Taniguchis Werk ist ein charmanter Aufruf über den Tellerrand des alltäglichen Kleinkrams zu blicken und die Schönheit der Welt um uns herum neu zu entdecken„, scchreibt die deutsche Presseagentur und hat damit eigentlich schon sehr deutlich auf den Punkt gebracht, weshalb Taniguchi so ein besonderer Zeichner ist.  In acht kurzen Geschichten werden hier Begegnungen und Situationen des Alltags dargestellt, jedoch immer mit einem Blick für das Besondere. Es geht um einen Baum, der gefällt werden soll und dessen Bedeutung und Schönheit der Eigentümer des Gartens erst erkennt, als das Fachpersonal schon bereit ist, den riesigen Keyaki-Baum zu fällen.

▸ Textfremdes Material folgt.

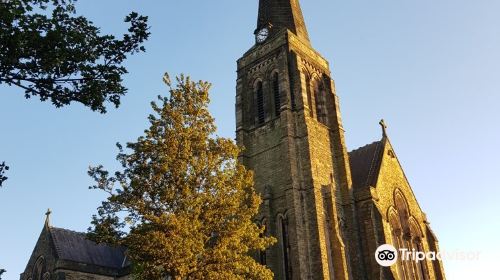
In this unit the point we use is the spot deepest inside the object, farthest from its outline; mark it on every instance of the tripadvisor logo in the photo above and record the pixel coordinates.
(386, 255)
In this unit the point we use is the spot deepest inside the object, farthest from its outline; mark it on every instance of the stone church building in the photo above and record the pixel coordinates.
(330, 209)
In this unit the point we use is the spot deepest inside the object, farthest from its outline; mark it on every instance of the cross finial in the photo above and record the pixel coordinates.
(47, 217)
(384, 127)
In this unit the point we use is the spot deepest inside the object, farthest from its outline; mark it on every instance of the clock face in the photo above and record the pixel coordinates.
(262, 35)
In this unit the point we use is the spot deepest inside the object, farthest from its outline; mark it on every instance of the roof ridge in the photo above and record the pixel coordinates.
(373, 163)
(54, 240)
(365, 146)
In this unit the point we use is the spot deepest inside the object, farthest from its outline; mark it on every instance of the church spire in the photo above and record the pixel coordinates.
(279, 14)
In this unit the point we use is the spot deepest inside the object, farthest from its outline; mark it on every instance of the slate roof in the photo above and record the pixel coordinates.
(365, 164)
(74, 246)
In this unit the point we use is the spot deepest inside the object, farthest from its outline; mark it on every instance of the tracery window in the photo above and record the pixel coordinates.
(263, 253)
(407, 234)
(276, 94)
(320, 98)
(285, 245)
(260, 103)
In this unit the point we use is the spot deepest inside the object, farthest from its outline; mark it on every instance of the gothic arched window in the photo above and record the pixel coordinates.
(320, 98)
(309, 97)
(260, 103)
(285, 245)
(263, 253)
(38, 269)
(276, 93)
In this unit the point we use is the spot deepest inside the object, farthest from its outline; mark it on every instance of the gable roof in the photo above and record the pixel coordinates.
(74, 246)
(365, 164)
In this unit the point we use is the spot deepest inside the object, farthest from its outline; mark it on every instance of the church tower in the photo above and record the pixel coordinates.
(288, 122)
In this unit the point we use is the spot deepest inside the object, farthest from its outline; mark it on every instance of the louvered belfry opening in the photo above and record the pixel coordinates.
(279, 14)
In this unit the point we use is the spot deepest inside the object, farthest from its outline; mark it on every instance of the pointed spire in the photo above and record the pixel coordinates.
(279, 14)
(47, 217)
(384, 128)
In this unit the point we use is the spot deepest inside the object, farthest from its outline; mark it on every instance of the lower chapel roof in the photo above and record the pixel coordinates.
(365, 164)
(74, 246)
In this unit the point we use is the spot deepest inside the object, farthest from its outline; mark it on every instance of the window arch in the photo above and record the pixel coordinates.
(407, 234)
(285, 246)
(276, 94)
(309, 96)
(263, 253)
(320, 99)
(39, 269)
(259, 91)
(397, 238)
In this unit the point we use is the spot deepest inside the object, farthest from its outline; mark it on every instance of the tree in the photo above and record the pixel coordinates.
(63, 57)
(183, 205)
(58, 56)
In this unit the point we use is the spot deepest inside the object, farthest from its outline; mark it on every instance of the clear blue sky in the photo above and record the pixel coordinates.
(430, 68)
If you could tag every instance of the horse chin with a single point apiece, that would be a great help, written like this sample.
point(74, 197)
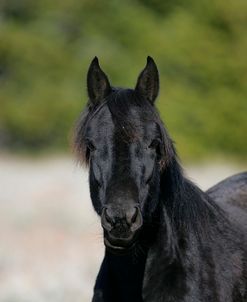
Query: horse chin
point(119, 249)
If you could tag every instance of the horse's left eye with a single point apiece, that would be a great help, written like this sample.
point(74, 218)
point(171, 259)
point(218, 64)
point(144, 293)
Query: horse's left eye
point(90, 146)
point(154, 144)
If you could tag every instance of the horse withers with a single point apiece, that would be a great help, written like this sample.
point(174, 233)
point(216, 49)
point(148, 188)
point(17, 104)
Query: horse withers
point(165, 239)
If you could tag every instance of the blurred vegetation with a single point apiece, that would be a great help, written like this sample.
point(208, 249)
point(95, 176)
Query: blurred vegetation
point(200, 48)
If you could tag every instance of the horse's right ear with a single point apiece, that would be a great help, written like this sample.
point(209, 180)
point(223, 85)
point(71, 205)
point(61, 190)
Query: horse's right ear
point(98, 85)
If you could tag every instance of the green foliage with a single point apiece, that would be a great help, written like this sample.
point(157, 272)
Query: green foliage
point(200, 48)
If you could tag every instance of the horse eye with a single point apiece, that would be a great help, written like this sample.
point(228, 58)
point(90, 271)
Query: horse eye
point(154, 144)
point(90, 146)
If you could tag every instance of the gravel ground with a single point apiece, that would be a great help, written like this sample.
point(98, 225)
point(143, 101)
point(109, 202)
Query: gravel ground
point(50, 238)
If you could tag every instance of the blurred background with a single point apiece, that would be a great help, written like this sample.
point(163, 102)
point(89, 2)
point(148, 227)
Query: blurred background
point(50, 239)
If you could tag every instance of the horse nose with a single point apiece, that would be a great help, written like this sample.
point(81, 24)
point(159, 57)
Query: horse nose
point(132, 217)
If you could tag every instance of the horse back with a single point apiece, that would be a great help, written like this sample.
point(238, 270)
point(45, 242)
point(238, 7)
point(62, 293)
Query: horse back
point(231, 195)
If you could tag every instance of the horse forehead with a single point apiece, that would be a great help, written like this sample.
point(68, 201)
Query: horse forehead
point(101, 123)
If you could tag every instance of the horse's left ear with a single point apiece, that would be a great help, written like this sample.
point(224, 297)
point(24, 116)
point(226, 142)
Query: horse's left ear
point(148, 81)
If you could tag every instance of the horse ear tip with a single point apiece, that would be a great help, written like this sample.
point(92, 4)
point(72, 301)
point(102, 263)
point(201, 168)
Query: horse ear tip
point(95, 61)
point(150, 59)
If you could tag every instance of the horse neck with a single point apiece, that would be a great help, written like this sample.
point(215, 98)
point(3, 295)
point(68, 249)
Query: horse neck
point(187, 212)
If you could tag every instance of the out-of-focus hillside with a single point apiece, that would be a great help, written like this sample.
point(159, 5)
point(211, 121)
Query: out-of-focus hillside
point(50, 239)
point(199, 46)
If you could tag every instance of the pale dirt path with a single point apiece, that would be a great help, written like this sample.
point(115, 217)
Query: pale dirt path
point(50, 238)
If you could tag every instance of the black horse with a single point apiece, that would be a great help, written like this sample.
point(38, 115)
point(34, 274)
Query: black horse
point(165, 239)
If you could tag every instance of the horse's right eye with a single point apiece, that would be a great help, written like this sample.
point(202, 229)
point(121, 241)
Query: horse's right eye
point(90, 146)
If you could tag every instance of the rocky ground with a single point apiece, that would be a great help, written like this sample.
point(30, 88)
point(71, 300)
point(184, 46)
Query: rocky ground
point(50, 238)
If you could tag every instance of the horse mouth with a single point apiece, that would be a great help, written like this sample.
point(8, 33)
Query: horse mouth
point(118, 248)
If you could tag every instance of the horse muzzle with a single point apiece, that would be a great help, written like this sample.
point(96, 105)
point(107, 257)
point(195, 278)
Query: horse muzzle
point(121, 227)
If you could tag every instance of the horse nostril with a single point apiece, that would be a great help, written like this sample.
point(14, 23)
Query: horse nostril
point(108, 217)
point(134, 218)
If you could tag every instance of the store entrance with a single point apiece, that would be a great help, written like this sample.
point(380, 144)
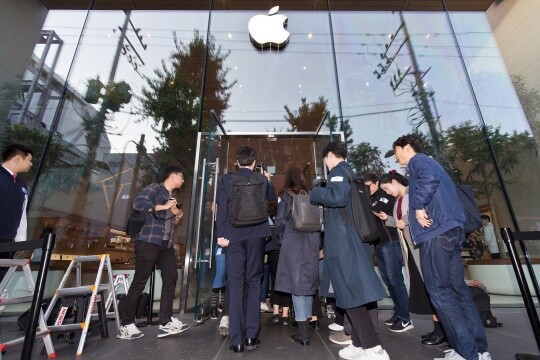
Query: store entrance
point(216, 153)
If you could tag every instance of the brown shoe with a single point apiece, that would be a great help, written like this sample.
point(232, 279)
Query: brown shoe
point(340, 338)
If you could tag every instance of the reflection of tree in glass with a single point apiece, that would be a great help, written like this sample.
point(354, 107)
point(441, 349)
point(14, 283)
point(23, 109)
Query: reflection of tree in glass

Wir blicken in eine Familie, in der die kleine Hiromi mit ihren Großeltern in den Freizeitpark fährt und sich, meistens stumm, sämtlichen Geräten verweigert, außer einem weißen Holzpferd. Wir erfahren, dass sie einen Unfall in der Kindereisenbahn hatte, bei dem sie ihre Mutter aus den Augen verlor. Dass ihre Mutter erneut heiraten und das Kind bei den Großeltern lassen will, weil sie nicht weiß, wie es um die Fürsorglichkeit ihres neuen Ehemannes bestellt ist.

 

Wir sehen einen älteren Mann, der eines morgens erschrocken feststellt, dass die Frau, von der er vor über zwanzig Jahren geschieden wurde und seine Tochter in der Stadt sind. Seine Tochter stellt gerade ihre Malerei aus und der Vater, der als Grafikdesigner arbeitet, ist ganz gerührt und angetan davon, wie sehr seine Tochter ihm doch ähnelt, während seine Söhne sich nicht im Geringsten für Kunst interessieren. Er besucht die Ausstellung, jedoch ohne, sich als Vater zu erkennen zu geben und kauft ein Bild seiner Tochter, die sich höflich bei ihm bedankt. Ein anderer besucht seinen Bruder in einer nahelegenen Pension. Der ist über sechzig, geht aber trotzdem noch seinem Dachdeckerhandwerk nach, weil er nicht zuhause eingehen und sich seinem Alter ergeben möchte.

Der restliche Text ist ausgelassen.